The simple answer to that question would be yes, of course they can! However, it’s slightly more difficult for an adult to learn a second language than it is for a child, and that’s because of the way the human brain works.
Linguists have suggested that humans have a ‘Critical Period’ in the early stages of their life, in which they are more open to environmental stimuli. In terms of language, the critical period spans from birth to around seven years old: in this phase of life, the brain is more easily moulded, and that is why children learn so fast. Because of this, children can learn two languages, from birth and never really confuse the two.
Past the age of seven, however, humans lose the ability to learn in the same way. Adults can still learn a new language, it just takes a little more work. There are many theories about the way children learn their first language, and we can actually apply these theories and techniques to ourselves when learning a second language.
First is the behaviourist approach. This idea states that children acquire new language by copying the adults around them. In the case of the adult learner, it is important to be around native speakers of the language, and to be in contact with native forms of the language. Let’s take Spanish, for example, watching TV shows in your target language or finding an online chat forum with native speakers will help you to progress and improve your Spanish vocabulary, as you can listen to how the language and the Spanish words are used and imitate certain sentence formations or phrases –particularly useful when learning idioms and metaphors.

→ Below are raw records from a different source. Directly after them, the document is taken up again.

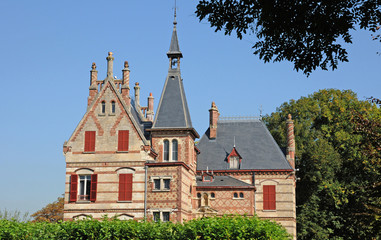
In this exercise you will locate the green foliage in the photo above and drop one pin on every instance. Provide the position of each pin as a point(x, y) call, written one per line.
point(227, 227)
point(14, 215)
point(53, 212)
point(306, 33)
point(338, 195)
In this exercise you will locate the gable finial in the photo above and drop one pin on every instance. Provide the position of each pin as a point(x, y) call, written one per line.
point(174, 21)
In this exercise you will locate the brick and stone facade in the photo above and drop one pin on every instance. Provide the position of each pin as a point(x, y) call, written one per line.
point(125, 160)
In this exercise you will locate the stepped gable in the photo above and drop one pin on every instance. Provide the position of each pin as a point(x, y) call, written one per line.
point(253, 141)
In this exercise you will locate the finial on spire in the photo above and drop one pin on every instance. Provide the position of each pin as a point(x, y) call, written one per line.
point(174, 21)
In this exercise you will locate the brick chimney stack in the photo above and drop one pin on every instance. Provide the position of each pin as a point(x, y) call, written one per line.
point(126, 84)
point(150, 112)
point(290, 155)
point(137, 95)
point(213, 118)
point(110, 60)
point(93, 89)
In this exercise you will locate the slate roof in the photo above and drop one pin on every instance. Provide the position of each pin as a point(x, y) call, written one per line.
point(172, 111)
point(253, 141)
point(221, 181)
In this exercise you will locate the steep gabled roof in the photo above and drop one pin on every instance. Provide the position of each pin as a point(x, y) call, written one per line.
point(134, 119)
point(256, 146)
point(222, 181)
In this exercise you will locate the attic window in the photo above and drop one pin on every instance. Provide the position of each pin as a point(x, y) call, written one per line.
point(113, 107)
point(103, 107)
point(234, 162)
point(174, 62)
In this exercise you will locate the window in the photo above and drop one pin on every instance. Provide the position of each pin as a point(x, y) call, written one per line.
point(234, 162)
point(113, 107)
point(86, 189)
point(123, 140)
point(166, 183)
point(125, 187)
point(161, 184)
point(269, 201)
point(157, 184)
point(156, 216)
point(161, 216)
point(90, 141)
point(174, 150)
point(103, 107)
point(166, 150)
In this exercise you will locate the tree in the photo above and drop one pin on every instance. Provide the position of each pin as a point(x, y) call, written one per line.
point(338, 154)
point(53, 212)
point(305, 33)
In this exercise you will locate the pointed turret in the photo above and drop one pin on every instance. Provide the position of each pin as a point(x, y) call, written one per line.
point(173, 111)
point(174, 49)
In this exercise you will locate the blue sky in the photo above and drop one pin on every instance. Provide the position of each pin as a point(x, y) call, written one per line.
point(47, 48)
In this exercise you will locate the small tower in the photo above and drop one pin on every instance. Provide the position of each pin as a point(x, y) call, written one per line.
point(290, 141)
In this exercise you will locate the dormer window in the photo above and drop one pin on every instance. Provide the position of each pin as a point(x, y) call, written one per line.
point(113, 107)
point(174, 150)
point(234, 162)
point(234, 159)
point(174, 63)
point(103, 107)
point(166, 150)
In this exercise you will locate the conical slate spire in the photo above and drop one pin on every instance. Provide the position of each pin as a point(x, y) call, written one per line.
point(173, 111)
point(174, 49)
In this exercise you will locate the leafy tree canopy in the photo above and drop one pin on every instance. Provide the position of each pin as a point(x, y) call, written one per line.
point(53, 212)
point(305, 33)
point(338, 146)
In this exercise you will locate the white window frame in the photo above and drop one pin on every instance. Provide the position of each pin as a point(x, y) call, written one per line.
point(161, 183)
point(170, 150)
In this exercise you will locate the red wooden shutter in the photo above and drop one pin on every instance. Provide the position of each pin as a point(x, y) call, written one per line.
point(125, 187)
point(73, 187)
point(269, 201)
point(93, 187)
point(123, 137)
point(89, 141)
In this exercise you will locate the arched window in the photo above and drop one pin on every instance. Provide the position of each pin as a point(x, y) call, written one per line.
point(174, 150)
point(166, 150)
point(113, 107)
point(103, 107)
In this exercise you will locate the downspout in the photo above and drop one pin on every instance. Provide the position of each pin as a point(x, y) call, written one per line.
point(145, 192)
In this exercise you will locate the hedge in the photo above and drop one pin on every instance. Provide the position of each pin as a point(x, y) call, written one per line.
point(227, 227)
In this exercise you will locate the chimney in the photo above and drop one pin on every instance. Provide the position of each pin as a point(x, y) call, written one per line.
point(137, 95)
point(290, 155)
point(150, 112)
point(213, 118)
point(126, 84)
point(110, 60)
point(93, 89)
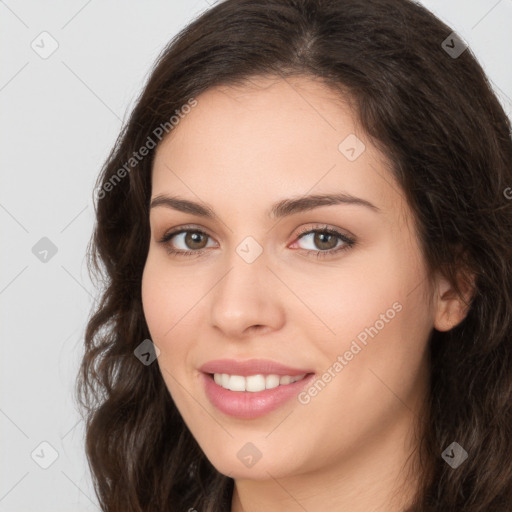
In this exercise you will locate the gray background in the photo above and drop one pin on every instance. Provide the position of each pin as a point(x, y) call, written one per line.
point(59, 118)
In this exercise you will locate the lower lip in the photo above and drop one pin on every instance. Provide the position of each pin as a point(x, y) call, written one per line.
point(248, 405)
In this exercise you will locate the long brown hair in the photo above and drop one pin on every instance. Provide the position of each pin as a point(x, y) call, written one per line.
point(434, 114)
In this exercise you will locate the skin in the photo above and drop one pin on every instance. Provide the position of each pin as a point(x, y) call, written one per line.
point(240, 150)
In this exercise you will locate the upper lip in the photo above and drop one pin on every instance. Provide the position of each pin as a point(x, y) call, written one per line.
point(251, 367)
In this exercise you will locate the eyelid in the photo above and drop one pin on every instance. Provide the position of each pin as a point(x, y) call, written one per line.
point(348, 239)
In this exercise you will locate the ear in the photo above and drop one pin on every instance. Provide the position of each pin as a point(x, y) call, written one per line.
point(450, 308)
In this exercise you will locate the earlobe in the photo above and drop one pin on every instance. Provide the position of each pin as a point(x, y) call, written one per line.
point(450, 308)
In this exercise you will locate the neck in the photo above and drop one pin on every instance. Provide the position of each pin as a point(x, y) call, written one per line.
point(383, 476)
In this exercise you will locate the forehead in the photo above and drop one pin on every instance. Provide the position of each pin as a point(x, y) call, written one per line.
point(269, 139)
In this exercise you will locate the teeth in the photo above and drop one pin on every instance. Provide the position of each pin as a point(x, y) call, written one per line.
point(254, 383)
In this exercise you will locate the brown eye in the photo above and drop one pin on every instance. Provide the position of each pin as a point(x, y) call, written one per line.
point(325, 241)
point(195, 239)
point(185, 241)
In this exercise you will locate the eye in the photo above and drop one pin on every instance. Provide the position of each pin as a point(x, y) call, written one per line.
point(188, 238)
point(194, 241)
point(328, 240)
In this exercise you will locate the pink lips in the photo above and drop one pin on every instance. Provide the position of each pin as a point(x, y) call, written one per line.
point(245, 404)
point(250, 367)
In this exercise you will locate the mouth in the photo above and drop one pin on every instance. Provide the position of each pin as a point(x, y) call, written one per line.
point(252, 396)
point(254, 383)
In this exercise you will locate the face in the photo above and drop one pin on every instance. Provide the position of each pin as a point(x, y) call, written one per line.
point(332, 293)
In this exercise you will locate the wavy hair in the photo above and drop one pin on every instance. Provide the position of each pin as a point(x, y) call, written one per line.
point(437, 119)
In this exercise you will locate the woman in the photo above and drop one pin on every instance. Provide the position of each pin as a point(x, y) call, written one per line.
point(305, 234)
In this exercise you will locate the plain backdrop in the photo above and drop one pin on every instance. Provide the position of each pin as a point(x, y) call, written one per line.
point(59, 118)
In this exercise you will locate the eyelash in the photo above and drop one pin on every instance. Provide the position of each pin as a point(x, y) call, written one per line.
point(348, 241)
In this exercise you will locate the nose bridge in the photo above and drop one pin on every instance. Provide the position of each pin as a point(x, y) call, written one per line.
point(243, 297)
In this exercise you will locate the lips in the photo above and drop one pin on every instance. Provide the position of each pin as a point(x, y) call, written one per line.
point(251, 367)
point(247, 404)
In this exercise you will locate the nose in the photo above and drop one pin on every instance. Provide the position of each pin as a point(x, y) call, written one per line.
point(245, 299)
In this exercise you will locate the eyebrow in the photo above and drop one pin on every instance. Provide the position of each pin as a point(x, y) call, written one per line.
point(283, 208)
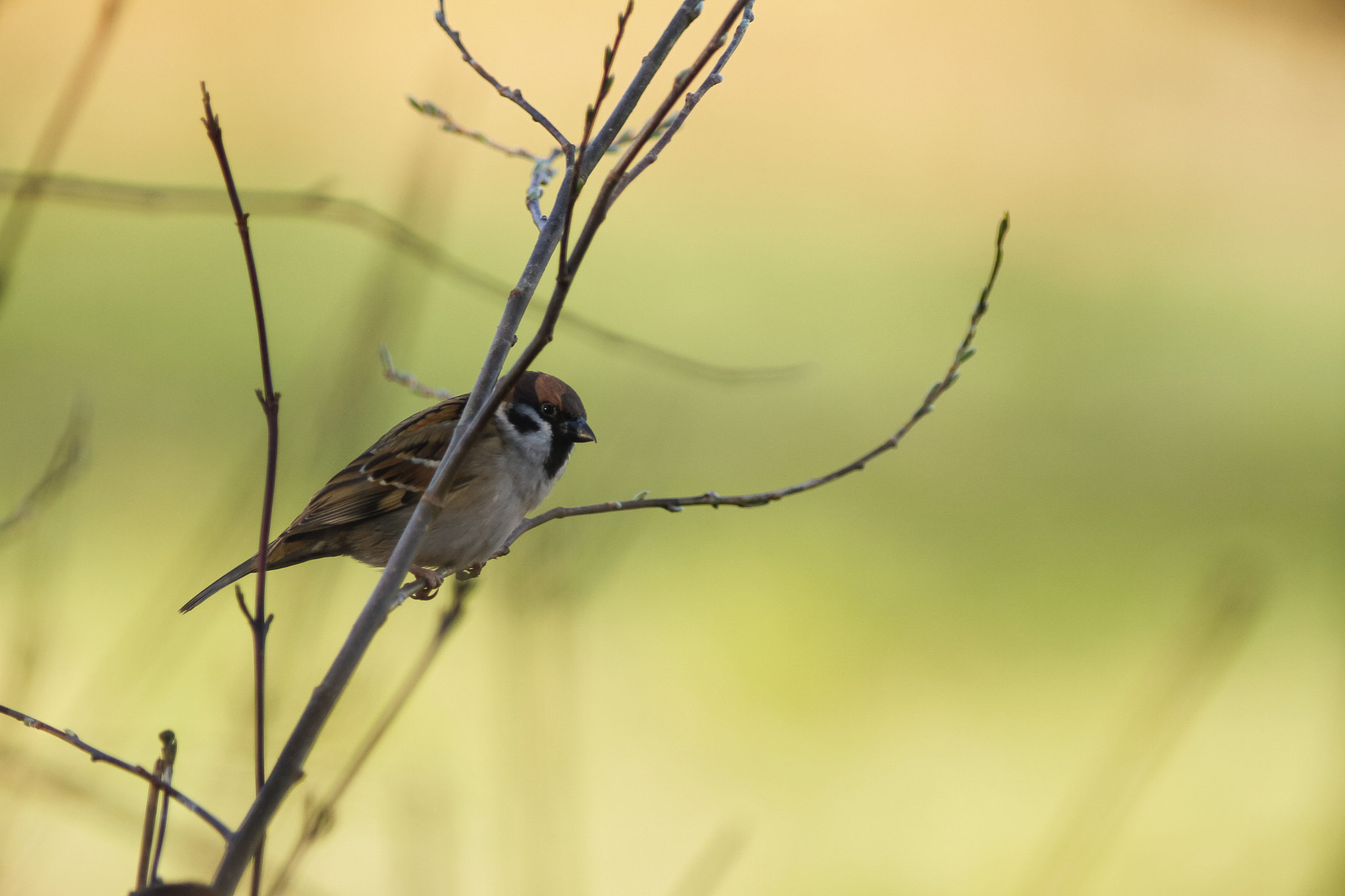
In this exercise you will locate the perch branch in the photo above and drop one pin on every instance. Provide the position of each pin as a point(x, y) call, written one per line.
point(259, 624)
point(97, 756)
point(670, 128)
point(512, 95)
point(762, 499)
point(389, 591)
point(322, 816)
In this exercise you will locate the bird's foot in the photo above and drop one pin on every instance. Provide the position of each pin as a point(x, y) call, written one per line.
point(431, 581)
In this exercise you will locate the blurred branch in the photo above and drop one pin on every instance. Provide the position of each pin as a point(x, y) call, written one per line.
point(512, 95)
point(544, 167)
point(18, 219)
point(150, 198)
point(1220, 622)
point(97, 756)
point(322, 817)
point(761, 499)
point(62, 465)
point(670, 128)
point(713, 863)
point(485, 396)
point(409, 379)
point(259, 624)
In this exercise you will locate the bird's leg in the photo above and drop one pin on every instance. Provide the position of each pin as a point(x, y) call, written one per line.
point(431, 581)
point(471, 572)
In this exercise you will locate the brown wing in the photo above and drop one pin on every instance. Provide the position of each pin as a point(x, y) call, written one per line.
point(390, 475)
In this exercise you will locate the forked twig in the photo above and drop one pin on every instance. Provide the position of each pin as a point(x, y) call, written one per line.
point(485, 396)
point(259, 624)
point(512, 95)
point(349, 213)
point(762, 499)
point(409, 379)
point(670, 128)
point(97, 756)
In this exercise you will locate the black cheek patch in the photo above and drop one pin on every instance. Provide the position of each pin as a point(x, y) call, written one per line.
point(521, 421)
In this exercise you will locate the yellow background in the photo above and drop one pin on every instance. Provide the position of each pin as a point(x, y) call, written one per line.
point(911, 681)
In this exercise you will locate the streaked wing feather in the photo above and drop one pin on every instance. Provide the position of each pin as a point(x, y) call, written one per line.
point(395, 472)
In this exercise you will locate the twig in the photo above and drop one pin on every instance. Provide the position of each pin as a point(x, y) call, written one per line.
point(565, 270)
point(259, 622)
point(97, 756)
point(320, 817)
point(18, 219)
point(447, 123)
point(169, 742)
point(670, 128)
point(389, 591)
point(148, 198)
point(542, 165)
point(468, 430)
point(512, 95)
point(762, 499)
point(147, 830)
point(409, 379)
point(64, 463)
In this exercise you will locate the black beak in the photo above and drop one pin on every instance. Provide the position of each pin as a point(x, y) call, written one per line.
point(579, 431)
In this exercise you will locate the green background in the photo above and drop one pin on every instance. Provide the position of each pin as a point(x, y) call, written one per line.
point(988, 664)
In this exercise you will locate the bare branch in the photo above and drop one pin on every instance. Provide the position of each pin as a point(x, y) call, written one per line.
point(65, 461)
point(259, 622)
point(513, 96)
point(150, 198)
point(761, 499)
point(97, 756)
point(670, 128)
point(485, 396)
point(567, 270)
point(320, 817)
point(409, 379)
point(447, 124)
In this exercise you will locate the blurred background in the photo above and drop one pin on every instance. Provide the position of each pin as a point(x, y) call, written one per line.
point(1082, 633)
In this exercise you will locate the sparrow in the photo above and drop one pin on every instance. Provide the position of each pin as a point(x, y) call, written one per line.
point(512, 468)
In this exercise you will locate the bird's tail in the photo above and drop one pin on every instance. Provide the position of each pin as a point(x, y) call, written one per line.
point(223, 582)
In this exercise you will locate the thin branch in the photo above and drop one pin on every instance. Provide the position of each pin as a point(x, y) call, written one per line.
point(512, 95)
point(320, 817)
point(389, 593)
point(169, 742)
point(409, 379)
point(761, 499)
point(150, 198)
point(97, 756)
point(670, 128)
point(65, 461)
point(447, 124)
point(18, 219)
point(259, 622)
point(147, 829)
point(565, 270)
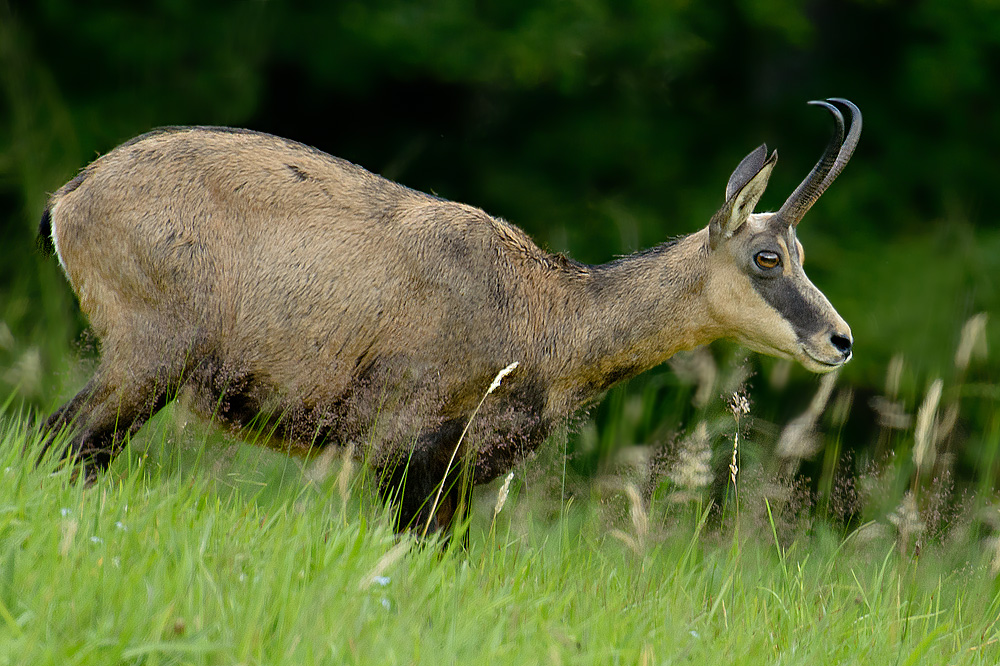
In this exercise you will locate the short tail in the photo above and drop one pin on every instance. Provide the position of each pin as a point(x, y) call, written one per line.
point(44, 239)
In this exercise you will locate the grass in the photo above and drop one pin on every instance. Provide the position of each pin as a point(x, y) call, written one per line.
point(248, 557)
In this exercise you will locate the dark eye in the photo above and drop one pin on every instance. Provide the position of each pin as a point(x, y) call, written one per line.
point(767, 260)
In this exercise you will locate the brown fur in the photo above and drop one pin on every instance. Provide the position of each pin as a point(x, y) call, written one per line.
point(264, 275)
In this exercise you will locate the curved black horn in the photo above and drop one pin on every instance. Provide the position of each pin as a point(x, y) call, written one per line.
point(834, 158)
point(850, 143)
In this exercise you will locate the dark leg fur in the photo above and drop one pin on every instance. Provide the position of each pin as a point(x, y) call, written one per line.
point(411, 485)
point(107, 410)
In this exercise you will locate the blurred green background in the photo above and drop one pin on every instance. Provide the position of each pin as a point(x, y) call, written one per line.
point(599, 127)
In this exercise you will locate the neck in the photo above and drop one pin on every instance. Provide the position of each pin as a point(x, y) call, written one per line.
point(633, 314)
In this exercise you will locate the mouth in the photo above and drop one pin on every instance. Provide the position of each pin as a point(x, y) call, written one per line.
point(820, 365)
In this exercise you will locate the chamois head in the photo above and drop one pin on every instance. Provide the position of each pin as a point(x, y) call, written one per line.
point(756, 286)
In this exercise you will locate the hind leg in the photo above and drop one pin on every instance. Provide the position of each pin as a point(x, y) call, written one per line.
point(113, 405)
point(423, 490)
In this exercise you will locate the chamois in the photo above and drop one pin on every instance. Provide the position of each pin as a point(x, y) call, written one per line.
point(263, 276)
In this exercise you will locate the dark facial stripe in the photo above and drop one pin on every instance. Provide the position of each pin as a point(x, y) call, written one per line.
point(784, 295)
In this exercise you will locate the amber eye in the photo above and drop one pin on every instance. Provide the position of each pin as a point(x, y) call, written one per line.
point(767, 259)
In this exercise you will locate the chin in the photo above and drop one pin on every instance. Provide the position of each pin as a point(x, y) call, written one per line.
point(819, 366)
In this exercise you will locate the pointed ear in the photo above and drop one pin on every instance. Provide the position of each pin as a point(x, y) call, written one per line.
point(743, 191)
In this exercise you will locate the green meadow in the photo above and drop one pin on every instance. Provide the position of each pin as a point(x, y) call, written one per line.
point(722, 509)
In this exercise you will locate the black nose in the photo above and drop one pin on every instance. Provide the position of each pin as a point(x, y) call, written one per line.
point(843, 343)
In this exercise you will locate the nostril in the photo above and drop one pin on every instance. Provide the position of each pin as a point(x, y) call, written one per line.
point(842, 343)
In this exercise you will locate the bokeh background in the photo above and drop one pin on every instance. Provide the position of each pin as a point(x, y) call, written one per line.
point(599, 126)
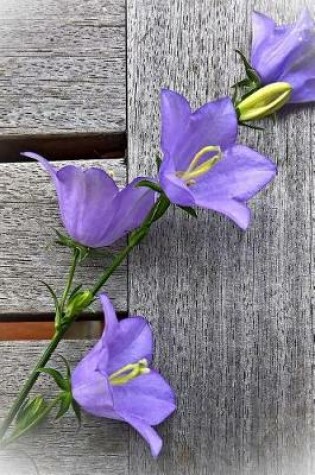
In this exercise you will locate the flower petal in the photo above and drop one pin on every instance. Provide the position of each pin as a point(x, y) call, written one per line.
point(184, 134)
point(148, 397)
point(147, 432)
point(129, 209)
point(175, 188)
point(236, 178)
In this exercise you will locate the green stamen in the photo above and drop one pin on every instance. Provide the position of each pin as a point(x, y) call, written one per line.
point(129, 372)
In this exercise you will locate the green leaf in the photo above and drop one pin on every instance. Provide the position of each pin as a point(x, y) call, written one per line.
point(52, 293)
point(251, 73)
point(188, 210)
point(75, 291)
point(149, 184)
point(66, 365)
point(30, 413)
point(58, 378)
point(65, 400)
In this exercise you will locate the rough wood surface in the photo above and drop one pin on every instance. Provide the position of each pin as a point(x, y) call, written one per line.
point(28, 215)
point(231, 310)
point(99, 447)
point(62, 66)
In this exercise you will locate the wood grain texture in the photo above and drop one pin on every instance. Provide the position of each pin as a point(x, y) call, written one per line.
point(28, 215)
point(100, 446)
point(62, 66)
point(231, 310)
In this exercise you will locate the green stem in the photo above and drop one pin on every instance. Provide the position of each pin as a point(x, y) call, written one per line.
point(74, 263)
point(157, 211)
point(31, 380)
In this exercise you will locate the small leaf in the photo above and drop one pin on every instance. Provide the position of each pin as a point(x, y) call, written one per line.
point(30, 412)
point(250, 126)
point(149, 184)
point(57, 376)
point(189, 210)
point(65, 402)
point(76, 290)
point(52, 293)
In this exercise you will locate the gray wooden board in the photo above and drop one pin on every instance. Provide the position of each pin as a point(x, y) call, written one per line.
point(28, 215)
point(231, 309)
point(62, 66)
point(58, 448)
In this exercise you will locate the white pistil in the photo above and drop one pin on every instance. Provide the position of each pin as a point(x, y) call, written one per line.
point(129, 372)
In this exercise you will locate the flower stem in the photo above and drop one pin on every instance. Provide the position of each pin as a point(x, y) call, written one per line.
point(31, 380)
point(157, 211)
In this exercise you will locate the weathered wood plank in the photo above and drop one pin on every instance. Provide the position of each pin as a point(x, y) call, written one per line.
point(62, 66)
point(28, 215)
point(232, 310)
point(58, 447)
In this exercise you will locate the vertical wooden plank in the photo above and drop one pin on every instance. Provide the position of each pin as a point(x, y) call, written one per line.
point(231, 310)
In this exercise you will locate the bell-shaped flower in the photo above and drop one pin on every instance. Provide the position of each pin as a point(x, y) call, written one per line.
point(94, 211)
point(202, 165)
point(115, 380)
point(286, 53)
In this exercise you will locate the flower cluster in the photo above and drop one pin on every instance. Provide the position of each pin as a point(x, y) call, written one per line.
point(203, 166)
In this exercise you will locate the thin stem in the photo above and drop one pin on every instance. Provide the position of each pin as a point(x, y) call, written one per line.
point(157, 211)
point(31, 380)
point(74, 263)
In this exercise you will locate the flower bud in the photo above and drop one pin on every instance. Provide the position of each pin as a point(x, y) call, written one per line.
point(264, 102)
point(78, 303)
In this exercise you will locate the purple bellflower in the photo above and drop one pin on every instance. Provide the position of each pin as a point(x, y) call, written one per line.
point(93, 210)
point(114, 380)
point(286, 54)
point(202, 165)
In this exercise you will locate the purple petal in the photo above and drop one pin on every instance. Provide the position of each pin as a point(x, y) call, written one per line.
point(184, 134)
point(176, 190)
point(146, 431)
point(240, 175)
point(129, 209)
point(148, 397)
point(286, 53)
point(127, 341)
point(44, 163)
point(90, 388)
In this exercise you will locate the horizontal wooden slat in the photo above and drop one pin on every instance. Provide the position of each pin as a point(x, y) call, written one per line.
point(59, 146)
point(28, 215)
point(58, 447)
point(62, 66)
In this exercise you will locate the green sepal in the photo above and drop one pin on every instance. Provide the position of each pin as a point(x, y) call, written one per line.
point(250, 126)
point(189, 210)
point(30, 415)
point(77, 411)
point(66, 241)
point(158, 161)
point(52, 293)
point(59, 379)
point(149, 184)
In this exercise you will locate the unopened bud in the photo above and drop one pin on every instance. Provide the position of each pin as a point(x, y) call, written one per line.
point(264, 102)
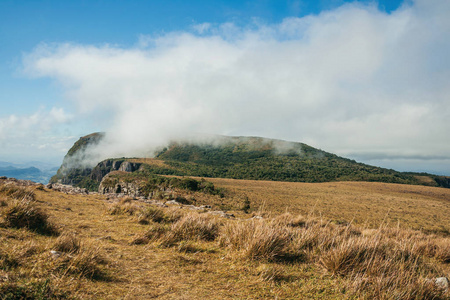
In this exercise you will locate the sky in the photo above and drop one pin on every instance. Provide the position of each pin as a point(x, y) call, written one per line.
point(367, 80)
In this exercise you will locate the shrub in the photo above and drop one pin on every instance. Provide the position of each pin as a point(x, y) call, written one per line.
point(24, 214)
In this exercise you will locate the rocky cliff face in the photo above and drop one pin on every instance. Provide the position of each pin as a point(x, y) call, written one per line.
point(110, 165)
point(74, 168)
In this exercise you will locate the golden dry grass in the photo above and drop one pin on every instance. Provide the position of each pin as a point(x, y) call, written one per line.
point(207, 259)
point(363, 203)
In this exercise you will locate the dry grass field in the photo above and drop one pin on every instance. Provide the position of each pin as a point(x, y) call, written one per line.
point(127, 249)
point(362, 203)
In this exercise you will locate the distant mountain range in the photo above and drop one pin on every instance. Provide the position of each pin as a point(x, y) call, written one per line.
point(34, 171)
point(253, 158)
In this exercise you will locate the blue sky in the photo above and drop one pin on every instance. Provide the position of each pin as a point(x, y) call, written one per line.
point(363, 79)
point(26, 24)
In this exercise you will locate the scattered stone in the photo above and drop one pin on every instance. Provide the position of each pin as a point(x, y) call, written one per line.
point(68, 189)
point(442, 282)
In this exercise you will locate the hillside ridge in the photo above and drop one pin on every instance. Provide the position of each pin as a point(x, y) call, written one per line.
point(252, 158)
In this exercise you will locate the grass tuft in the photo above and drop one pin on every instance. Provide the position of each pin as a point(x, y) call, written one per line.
point(67, 242)
point(257, 239)
point(24, 214)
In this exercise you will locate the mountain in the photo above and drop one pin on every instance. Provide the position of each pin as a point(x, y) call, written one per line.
point(253, 158)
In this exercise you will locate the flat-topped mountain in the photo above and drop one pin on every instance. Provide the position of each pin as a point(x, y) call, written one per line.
point(235, 157)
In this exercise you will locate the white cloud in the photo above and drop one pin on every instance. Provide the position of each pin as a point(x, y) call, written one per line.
point(349, 80)
point(35, 136)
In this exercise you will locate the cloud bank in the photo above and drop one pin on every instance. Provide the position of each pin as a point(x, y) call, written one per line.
point(354, 81)
point(29, 137)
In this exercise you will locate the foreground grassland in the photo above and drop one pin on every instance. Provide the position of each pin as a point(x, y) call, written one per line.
point(127, 249)
point(362, 203)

Language learning via immersion (i.e. moving to a country that speaks it) is one of the quickest ways to learn a language, albeit one of the scariest.
Similarly, other linguists have suggested that children need contact with a “more knowledgeable other,” i.e. somebody who is above the level of speaking you are at who can help to push you into the next phase of learning. A teacher is best here, but any contact with native speakers is good practice.
Studies have shown that grammatical development is something that takes place through usage of the language and making mistakes along the way. For children, grammar is an extremely hard concept to grasp, and for this reason, science has proven that adults can out-perform children at learning language when it comes to this area. Short-term, adults can pick up grammar much quicker, because we have a basic understanding of it in our own language, and can adapt that knowledge to apply to something new. So, adults aren’t completely disadvantaged when it comes to learning a second language! In fact, the only area where adults are more hindered is pronunciation, because certain languages have sounds that we don’t possess in our own.
To fully answer the title question, adults can most definitely become fluently bilingual. All it takes is a willingness to put in effort, and enough nerve to talk to other speakers. Be confident! We might not have a child-like neuroplasticity, but don’t let that put you off. It’s never too late to start learning.